Whenever she has a moment to spare at work, Postal Service manager Susan Marsh logs onto the computer at her desk and goes to school.
Marsh, manager of diversity and human capital development for the Postal Service's Pittsburgh-based Eastern Area, is working through Internet-based courses on building intercultural relationships and handling tough situations on the job.
"They're self-paced," she said. "They're convenient and I'm finding the content is applicable to the workplace. You can role play. It's very neat."
Marsh, a 24-year veteran of the Postal Service, is one of 300 managers in Pittsburgh and at Postal Service headquarters in Washington, D.C., who are testing a electronic learning management system that could one day be rolled out nationally.
It's a small part of a major business transformation ordered by Postmaster General John E. Potter to reduce costs, improve productivity and maximize efficiency of a mail service that competes against commercial delivery companies, e-mail and electronic bill payments.
Training is one way the Postal Service hopes it can overcome a potential loss of talent related to the aging of its work force. A third of the Postal Service's managers are eligible to retire over the next five years.
Training employees to advance or meet new challenges is a huge task when you consider that the Postal Service employs 770,000 in virtually every village, town and major city across the country. Already employees receive eight to 20 hours of job-related education a year, depending on their job titles.
One idea is to use the Internet-based system to make better use of existing training and development programs so there will be a pool of people ready to move into job slots as retirements occur.
"The federal work force in general is struggling with how to staunch the brain drain,'' said Michele Cunningham, vice president of marketing and product development at THINQ Learning Solutions Inc., a privately held Baltimore company that has a contract to supply the system.
"You can't keep people from aging but the skills, competencies and experiences they have around business processes and other elements that keep the engine moving can be retained and used to solidify the skills of younger people."
The system can be used to establish requirements for a particular management job and track how employees are developing with the technical, business or other skills thought necessary for a promotion.
William Stefl, a Pittsburgh native who is manager of employee development for the Postal Service, said the system will allow more emphasis to be put on individual career planning.
"The system allows me to match up a skill I might want to develop with an employee to an available course," he said. "I can direct an employee to that Web-based content and then I'm immediately notified when the employee has completed."
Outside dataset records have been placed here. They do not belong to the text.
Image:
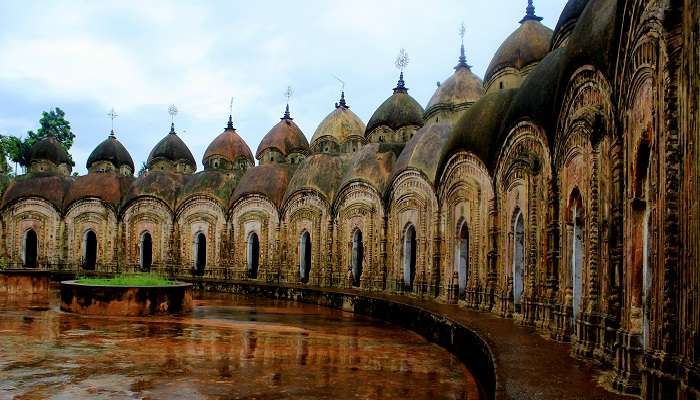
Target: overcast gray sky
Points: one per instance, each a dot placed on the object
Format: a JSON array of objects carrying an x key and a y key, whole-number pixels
[{"x": 140, "y": 56}]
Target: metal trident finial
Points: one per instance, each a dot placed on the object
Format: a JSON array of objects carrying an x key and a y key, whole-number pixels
[
  {"x": 172, "y": 110},
  {"x": 112, "y": 115},
  {"x": 288, "y": 93},
  {"x": 402, "y": 60},
  {"x": 342, "y": 83}
]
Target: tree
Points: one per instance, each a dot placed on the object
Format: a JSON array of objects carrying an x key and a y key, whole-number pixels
[
  {"x": 143, "y": 169},
  {"x": 52, "y": 123},
  {"x": 15, "y": 149}
]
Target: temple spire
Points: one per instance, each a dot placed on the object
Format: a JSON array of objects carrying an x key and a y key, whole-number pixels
[
  {"x": 462, "y": 58},
  {"x": 230, "y": 115},
  {"x": 342, "y": 102},
  {"x": 112, "y": 115},
  {"x": 401, "y": 63},
  {"x": 288, "y": 94},
  {"x": 530, "y": 13}
]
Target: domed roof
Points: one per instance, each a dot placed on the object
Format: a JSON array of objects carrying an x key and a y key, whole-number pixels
[
  {"x": 172, "y": 148},
  {"x": 594, "y": 38},
  {"x": 539, "y": 94},
  {"x": 51, "y": 188},
  {"x": 113, "y": 151},
  {"x": 268, "y": 180},
  {"x": 373, "y": 164},
  {"x": 399, "y": 110},
  {"x": 228, "y": 145},
  {"x": 567, "y": 20},
  {"x": 341, "y": 124},
  {"x": 527, "y": 44},
  {"x": 460, "y": 89},
  {"x": 321, "y": 173},
  {"x": 108, "y": 187},
  {"x": 285, "y": 137},
  {"x": 49, "y": 148},
  {"x": 425, "y": 148}
]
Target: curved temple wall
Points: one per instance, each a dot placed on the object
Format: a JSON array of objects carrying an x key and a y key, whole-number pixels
[
  {"x": 579, "y": 192},
  {"x": 126, "y": 300}
]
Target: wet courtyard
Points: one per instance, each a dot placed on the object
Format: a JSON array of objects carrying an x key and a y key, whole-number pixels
[{"x": 228, "y": 347}]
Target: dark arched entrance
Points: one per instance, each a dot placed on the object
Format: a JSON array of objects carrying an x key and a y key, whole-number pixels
[
  {"x": 518, "y": 260},
  {"x": 90, "y": 250},
  {"x": 463, "y": 259},
  {"x": 146, "y": 251},
  {"x": 357, "y": 255},
  {"x": 200, "y": 247},
  {"x": 409, "y": 257},
  {"x": 304, "y": 257},
  {"x": 31, "y": 246},
  {"x": 253, "y": 255}
]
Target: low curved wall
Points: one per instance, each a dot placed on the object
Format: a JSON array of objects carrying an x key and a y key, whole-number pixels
[
  {"x": 126, "y": 300},
  {"x": 465, "y": 344},
  {"x": 22, "y": 281}
]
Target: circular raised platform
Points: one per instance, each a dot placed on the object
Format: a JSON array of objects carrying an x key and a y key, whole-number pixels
[{"x": 82, "y": 298}]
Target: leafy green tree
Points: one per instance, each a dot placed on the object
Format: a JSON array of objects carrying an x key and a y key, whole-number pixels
[
  {"x": 143, "y": 169},
  {"x": 15, "y": 149},
  {"x": 52, "y": 123}
]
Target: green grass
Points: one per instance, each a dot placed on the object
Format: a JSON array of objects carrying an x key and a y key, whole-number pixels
[{"x": 126, "y": 280}]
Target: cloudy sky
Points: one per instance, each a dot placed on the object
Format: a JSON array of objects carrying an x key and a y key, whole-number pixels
[{"x": 141, "y": 56}]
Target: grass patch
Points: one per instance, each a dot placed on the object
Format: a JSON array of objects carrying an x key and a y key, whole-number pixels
[{"x": 126, "y": 280}]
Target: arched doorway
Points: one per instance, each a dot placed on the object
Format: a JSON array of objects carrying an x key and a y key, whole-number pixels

If successful here, the system will be rolled out across a multistate Eastern Area region and then nationally. Management will participate, but whether it is used by rank-and-file postal workers is an open question that depends on collective bargaining with unions.
Robert Otto, a Bedford native who is chief technology officer for the Postal Service, describes the system as a virtual university or an electronic highway that can carry courses developed internally or purchased from outside vendors.
The system should decrease overall training and travel costs and centralize and standardize disparate training programs in use across the country, he said.
"In some cases, we have maybe a dozen different versions of the same course. So this is going to allow us to cut down on our costs for courses and cut down on costs for travel," Otto said.
Travel can be costly for a national organization such as the Postal Service. In Alaska, where there are hundreds of post offices, Stefl said it can take two days for an employee to travel to a training site and two days for them to return home.
"We deal with a lot of issues on a recurring basis. We teach ethics every year. We teach workplace environmental issues and it's incredibly expensive to bring employees to a classroom.''
Pittsburgh was chosen as the test site because employees in this region have in the past shown a willingness to embrace new ideas and technology programs and because of Pittsburgh's proximity to Washington headquarters, postal managers said.
Stefl, whose office is responsible for new employee orientation, skills training and management development programs, said he also views the new system as a "coach on the desk" for managers who would need to refresh themselves on procedures or skills.
He said it could, for example, be used to quickly inform postal workers nationwide in situations such as the anthrax scare that followed Sept. 11, 2001.
Locally, employees at the large station on McKnight Road could take training there in a swing room once the new system is fully developed rather than travel to the General Mail Facility on the North Side, said Stefl.
There already is a substantial training infrastructure in place at the Postal Service. Executives and managers take classes at the Bolger Leadership Center in Potomac, Md. Union employees are trained at the National Center for Employee Development in Norman, Okla., which can house 1,000 students.
Since the Postal Service maintains one of the largest fleets of delivery vehicles in the world, much of the training in Oklahoma revolves around transportation upkeep. Technicians also are taught to maintain automated sorting equipment that can process 40,000 pieces of mail an hour, as well as postal vending machines and computer equipment.
Both training centers have broadcast studios capable of sending training information daily to hundreds of sites around the nation, including the academies where letter carriers are trained.
Stefl said the new system is "not intended by any stretch of the imagination" to replace traditional classroom training but should be considered a supplement.
"It's an additional way of reaching employees,'' he said.